Despite all the chest pounding, Syria doesn't want a war
| Damascus, Syria
The Syrian capital is a soft city, filled with gardens and fountains, strollers and shoppers. They offer a sharp contrast to the daily headlines in Syria's state-run news media warning of imminent war with Israel.
For weeks newspapers in both Israel and Syria have been reporting troop buildups by the other side in Lebanon's Bekaa Valley, where they face each other at distances of as little as 200 yards. Israel has emphasized the Soviet rearming and retraining of the Syrian armed forces as well as the introduction into Syria of SAM-5 long-range surface-to-air missiles.
But Western analysts here do not believe the Syrians are preparing for an immediate conflict. ''The Syrians don't want to start a war,'' a Western diplomat said bluntly, ''nor do their Soviet allies, who feel it is too dangerous to play with these weapons.''
Senior Israeli officials, on the other hand, insist Israel does not want to initiate a war, but they do not rule out the possibility of a future conflict.
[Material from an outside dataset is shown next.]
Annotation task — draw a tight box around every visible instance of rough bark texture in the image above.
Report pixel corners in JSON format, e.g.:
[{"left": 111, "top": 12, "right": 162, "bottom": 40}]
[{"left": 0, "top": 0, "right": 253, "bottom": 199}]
Israeli Defense Minister Moshe Arens said oZ Sunday that Syria was clearly ''getting ready'' for a future war with Israel, citing Syria's demands in weapons discussions with the Soviet Union for complete ''parity'' with Israel as an indication that the Syrians were moving in that direction. Israeli Chief of Staff Moshe Levy said that ''direct fighting with the Syrian Army on all fronts'' was ''a real possibility.''
Syrian officials are convinced that Israel, backed by the United States, will inevitably start a war if Syria turns down a US-sponsored agreement on Israeli troop withdrawals.
In the Syrian capital there is little sign of war fever. Restaurants and shops are full, cafes jammed in the evening. Wedding processions honk gaily through the streets on Friday nights. Although some merchants and intellectuals ask visitors if they think war is imminent, few seem to take it too seriously.
Despite rumors of hoarding and of military call-ups, well-connected Western diplomats say they have seen few signs of either. ''If they were storing extra flour in a big way, we would have to know,'' said a source from a grain-exporting country, ''and we haven't seen it.''
Why then the outcry in the Syrian media?
''The Syrian leadership believes Israel is expansionist and can't be stopped by peaceful means so they think war will happen sometime in the next few months, '' explained a diplomatic analyst in Damascus. ''By warning wildly they might postpone the day.''
Another analyst added, ''They want to be ready if anything happens. Anyway, the heightened tension makes Syria more important in the Arab world and strengthens President Assad's reputation as the 'steadfast president.' ''
Syrian officials insist they have no intention of attacking Israel - for now. In private, they admit that even with new Soviet arms, Syria would lose.
''Syria is not in a position now to launch an attack on Israel or on US interests,'' a senior official of the ruling Baath Party says. ''That does not mean that Syria is not preparing for the future when it is strong enough,'' he adds. But he notes that for the near future, Syria is ''in a defensive position.''
However, Syrian officials say they are willing to risk the Israeli attack they are sure is forthcoming, and they believe it will be far more costly for Israel than were Israel's battles with Syria last summer.
Much of the optimism is based on the Soviet Union's revamping of Syrian air defenses, but it is equally based on Syria's belief that their ground forces will offer Israel a tough challange.
''Any Israeli aggression would serve our long-term objectives,'' says Muhammad Haydar, head of the foreign relations bureau of the Baath Party. ''We believe that although we cannot achieve full military victory, we can inflict considerable losses and protract the period of the war.''
Analysts here doubt that Syria would be interested in provoking a limited war because they believe it would be hard to keep under control. To protect its Air Force, Israel would have to try to take out Syrian missile batteries, presumably including the Russian-manned SAM-5 sites inside Syria, creating a risk of an East-West conflict.
Moreover, there is no firm assessment among analysts of the extent of the Soviet commitment to assist Syria militarily. It is believed that the Soviets would provide aid if Syria proper were attacked. But it is unclear whether this would mean only air defenses or more extensive aid such as ground forces, which many analysts consider unlikely.
It is also unclear whether the Soviet Union would use the SAM-5 missiles in a battle limited to the Bekaa. This raises the question of who will make the final decision on use of the SAM-5s: the Syrians (who insist they have the say) or the Soviets who man them.
However, should the draft agreement between Israel and Lebanon not be implemented and Israeli troops remain in the Bekaa, analysts worry that a conflict could be sparked unintentionally or by Israeli retaliation against PLO or Lebanese infiltrators whom Syria allows to cross through its lines.
Even if Israeli troops withdraw unilaterally to 45 kilometers from Israel's northern border - a much-discussed option if Syria keeps its troops in Lebanon - Syrian and Israeli soldiers would still be facing each other in Lebanon's Bekaa Valley.